Adiós, amor mío

Cuento publicado en el n°16 de la Revista Literaria Visor (Septiembre, 2019).

Jessi sigue pensando en cómo era la vida hace cuarenta años. Para ella, nada ha cambiado. Los grandes temas del mundo siguen siendo los mismos: el amor y la muerte. Aun cuando no hay nada más esperándonos, no logro convencerla de que ya no hay futuro.

Al verme en la regadera se queda detrás de la cortina y me observa angustiada.

—¿Por qué no piensas en nuestro hijo? —me dice. Acaricia su abdomen mientras se quita la ropa. Quiere que tengamos un bebé.

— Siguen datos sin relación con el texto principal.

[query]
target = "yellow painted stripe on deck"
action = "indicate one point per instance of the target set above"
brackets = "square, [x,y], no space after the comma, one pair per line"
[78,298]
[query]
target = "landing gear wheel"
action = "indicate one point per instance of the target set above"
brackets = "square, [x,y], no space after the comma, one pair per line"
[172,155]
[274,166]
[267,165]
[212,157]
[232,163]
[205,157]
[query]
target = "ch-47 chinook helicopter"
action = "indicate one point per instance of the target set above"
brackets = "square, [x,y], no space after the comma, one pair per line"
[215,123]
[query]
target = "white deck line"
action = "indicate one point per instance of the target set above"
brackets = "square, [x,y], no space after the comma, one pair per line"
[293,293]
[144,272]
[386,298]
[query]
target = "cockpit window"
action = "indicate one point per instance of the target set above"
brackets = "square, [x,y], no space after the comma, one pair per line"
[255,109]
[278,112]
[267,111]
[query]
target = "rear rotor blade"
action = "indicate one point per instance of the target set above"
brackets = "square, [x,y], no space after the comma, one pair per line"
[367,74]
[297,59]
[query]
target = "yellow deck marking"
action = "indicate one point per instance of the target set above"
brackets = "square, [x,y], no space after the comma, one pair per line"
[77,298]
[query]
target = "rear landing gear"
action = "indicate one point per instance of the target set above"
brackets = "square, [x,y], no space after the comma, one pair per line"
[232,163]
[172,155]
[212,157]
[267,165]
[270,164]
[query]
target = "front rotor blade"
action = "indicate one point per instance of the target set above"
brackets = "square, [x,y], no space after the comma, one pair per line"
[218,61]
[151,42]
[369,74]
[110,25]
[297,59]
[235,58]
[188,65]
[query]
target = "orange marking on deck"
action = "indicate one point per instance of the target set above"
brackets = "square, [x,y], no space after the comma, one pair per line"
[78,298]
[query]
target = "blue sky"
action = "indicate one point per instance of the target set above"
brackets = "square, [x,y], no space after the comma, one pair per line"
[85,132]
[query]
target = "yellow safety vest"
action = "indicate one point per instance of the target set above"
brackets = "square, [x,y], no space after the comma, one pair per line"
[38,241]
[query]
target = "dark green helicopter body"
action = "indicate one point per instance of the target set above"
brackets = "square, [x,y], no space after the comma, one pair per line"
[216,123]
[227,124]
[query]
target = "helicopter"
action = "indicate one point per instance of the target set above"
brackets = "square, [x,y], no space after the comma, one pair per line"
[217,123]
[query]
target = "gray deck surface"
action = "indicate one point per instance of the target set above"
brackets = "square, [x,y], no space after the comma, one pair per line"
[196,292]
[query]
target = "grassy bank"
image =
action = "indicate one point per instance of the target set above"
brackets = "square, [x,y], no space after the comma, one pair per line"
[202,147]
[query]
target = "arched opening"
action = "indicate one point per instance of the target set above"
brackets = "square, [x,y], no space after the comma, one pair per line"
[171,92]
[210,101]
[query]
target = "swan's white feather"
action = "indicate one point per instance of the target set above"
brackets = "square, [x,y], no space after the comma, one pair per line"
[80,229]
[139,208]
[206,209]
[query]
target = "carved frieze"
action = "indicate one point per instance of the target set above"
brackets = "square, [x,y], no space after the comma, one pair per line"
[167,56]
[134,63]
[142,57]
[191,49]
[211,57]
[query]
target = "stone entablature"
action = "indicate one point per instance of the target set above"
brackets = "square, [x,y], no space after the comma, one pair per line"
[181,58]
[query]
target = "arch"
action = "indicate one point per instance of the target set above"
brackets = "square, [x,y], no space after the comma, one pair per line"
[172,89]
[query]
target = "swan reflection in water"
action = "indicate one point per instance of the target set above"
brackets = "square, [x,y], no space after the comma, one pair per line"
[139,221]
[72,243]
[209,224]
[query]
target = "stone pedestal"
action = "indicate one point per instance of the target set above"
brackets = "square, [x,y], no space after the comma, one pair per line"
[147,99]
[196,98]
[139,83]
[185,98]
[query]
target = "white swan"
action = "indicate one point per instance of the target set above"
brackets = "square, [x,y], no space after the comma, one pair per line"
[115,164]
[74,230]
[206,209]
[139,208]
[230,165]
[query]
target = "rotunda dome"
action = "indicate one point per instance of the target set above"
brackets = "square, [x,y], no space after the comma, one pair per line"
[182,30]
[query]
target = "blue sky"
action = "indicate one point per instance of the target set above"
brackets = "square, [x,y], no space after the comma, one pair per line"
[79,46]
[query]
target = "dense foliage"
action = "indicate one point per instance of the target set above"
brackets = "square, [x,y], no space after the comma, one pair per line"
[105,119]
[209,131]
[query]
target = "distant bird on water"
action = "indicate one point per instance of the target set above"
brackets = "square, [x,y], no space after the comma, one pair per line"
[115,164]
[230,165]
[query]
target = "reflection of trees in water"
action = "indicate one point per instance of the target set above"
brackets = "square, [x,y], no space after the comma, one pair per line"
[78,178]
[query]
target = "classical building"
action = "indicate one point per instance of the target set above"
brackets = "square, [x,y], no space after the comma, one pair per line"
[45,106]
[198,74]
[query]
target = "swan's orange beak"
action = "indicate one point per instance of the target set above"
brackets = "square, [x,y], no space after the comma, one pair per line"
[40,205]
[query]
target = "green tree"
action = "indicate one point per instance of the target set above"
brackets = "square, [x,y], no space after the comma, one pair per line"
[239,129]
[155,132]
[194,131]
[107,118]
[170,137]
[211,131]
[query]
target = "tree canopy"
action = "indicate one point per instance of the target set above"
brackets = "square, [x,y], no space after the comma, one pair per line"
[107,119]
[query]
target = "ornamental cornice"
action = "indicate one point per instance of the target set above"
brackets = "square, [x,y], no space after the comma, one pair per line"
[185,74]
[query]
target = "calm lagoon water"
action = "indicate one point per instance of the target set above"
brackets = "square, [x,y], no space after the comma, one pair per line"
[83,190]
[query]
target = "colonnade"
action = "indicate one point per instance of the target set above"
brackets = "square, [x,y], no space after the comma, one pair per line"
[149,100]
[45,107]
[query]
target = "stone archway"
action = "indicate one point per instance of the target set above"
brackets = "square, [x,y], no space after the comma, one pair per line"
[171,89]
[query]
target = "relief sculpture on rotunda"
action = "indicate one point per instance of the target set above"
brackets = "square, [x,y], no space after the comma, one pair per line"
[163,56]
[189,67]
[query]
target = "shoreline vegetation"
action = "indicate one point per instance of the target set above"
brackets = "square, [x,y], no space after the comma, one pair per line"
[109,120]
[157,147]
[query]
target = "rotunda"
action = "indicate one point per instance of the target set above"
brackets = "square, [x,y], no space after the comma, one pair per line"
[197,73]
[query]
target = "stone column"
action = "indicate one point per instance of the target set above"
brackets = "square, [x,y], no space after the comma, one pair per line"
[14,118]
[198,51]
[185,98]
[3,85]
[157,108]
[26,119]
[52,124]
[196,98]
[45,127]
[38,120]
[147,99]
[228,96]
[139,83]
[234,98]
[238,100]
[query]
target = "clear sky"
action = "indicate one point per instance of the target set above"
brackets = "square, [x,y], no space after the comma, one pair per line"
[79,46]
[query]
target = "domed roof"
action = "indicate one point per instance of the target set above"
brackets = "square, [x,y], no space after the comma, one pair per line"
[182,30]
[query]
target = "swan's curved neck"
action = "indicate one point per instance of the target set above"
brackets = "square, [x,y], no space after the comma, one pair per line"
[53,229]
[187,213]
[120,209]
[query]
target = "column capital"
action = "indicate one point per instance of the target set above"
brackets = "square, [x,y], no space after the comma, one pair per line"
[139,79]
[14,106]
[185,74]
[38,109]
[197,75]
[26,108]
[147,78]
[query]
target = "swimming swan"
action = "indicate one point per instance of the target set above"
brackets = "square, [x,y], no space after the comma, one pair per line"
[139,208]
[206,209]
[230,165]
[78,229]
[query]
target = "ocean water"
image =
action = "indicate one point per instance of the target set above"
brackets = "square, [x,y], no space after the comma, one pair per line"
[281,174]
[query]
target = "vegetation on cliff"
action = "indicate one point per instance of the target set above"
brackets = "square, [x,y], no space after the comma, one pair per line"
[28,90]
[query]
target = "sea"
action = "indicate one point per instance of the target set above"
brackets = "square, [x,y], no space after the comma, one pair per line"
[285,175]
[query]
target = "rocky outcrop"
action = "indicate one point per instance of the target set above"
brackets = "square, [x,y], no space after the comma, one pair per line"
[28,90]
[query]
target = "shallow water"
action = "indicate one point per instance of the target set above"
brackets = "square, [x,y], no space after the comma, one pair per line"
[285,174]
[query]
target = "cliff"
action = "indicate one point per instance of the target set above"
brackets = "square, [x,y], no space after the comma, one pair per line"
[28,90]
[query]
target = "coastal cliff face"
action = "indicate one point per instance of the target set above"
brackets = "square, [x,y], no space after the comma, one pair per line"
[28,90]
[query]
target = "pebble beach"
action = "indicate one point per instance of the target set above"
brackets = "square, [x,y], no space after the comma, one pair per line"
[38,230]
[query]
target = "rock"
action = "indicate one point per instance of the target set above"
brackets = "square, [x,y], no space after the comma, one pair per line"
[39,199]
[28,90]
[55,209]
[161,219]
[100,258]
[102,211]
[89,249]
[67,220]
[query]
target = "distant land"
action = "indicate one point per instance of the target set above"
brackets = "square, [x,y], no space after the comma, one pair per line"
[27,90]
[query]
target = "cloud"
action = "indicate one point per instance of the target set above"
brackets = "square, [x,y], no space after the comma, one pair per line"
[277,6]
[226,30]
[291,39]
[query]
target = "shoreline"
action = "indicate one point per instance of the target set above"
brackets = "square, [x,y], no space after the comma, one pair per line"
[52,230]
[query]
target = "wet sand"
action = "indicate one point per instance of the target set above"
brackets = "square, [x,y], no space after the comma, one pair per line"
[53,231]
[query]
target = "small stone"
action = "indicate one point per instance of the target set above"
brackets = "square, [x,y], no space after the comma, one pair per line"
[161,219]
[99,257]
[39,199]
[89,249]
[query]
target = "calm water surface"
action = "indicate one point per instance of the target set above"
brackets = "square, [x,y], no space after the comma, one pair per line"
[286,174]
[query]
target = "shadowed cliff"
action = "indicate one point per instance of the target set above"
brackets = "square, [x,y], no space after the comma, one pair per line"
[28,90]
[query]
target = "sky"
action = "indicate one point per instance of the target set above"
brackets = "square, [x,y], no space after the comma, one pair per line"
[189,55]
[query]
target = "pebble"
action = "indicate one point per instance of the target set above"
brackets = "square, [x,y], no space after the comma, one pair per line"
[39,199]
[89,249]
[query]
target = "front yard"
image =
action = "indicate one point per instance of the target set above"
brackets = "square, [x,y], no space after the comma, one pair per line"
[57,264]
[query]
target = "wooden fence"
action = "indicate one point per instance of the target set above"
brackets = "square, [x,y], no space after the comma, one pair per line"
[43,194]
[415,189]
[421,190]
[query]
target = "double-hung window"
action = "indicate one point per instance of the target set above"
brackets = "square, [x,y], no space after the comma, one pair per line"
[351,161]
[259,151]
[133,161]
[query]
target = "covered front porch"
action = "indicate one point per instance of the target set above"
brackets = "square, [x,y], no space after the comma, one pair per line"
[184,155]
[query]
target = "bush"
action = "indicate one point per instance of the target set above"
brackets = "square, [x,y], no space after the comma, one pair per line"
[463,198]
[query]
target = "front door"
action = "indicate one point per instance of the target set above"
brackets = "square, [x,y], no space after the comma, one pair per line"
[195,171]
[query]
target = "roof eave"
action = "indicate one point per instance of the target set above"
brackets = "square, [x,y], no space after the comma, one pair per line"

El agua cae en mi rostro. Estoy en la ducha otra vez. Sólo ahí puedo figurarla como debería ser, sólo ahí la Jessi frente a mí se asemeja a la Jessi de mi imaginación, la de un presente que no es sino nostalgia, porque no existirá jamás. Sólo en la humedad vuelvo a sentirme tan vivo como antes. Jessi no lo entiende y vuelve a hablarme de tener un bebé, pero ve en mi expresión borrosa por el vapor y la cortina algo que la hace detener su obsesión. Le cambia el gesto. La severidad y la consternación se rompen como una costra que da paso al ruego. Es apenas una sombra detrás de la cortina, pero así puedo ver con claridad lo que siente. Sólo así. Al deslizar la cortina, sin embargo, me está sonriendo.

Desde su última resurrección las cosas no son iguales. Se obsesionó con la maternidad. Mira los aparadores e imita las posturas de los maniquíes y me sonríe. Ninguna resurrección fue así. Mi esposa ha muerto tres veces, hasta ahora.

***

Estábamos sentados en un parque, la primera vez que murió. Habíamos pasado una hora discutiendo sobre el futuro.

—Quiero seguir estudiando —me dijo.

Jessi se había licenciado en literatura. Me corregía al hablar. Llevaba libros en su bolsa. A veces me contaba historias que yo creía que no eran suyas, pero ella había olvidado si lo eran o no. Para ella no había distinción. La literatura era su mundo, y ella estaba tan metida en él que el amor y la muerte, las dos grandes pasiones de las letras, decía ella, estaban en todos lados, sin importar qué mirara.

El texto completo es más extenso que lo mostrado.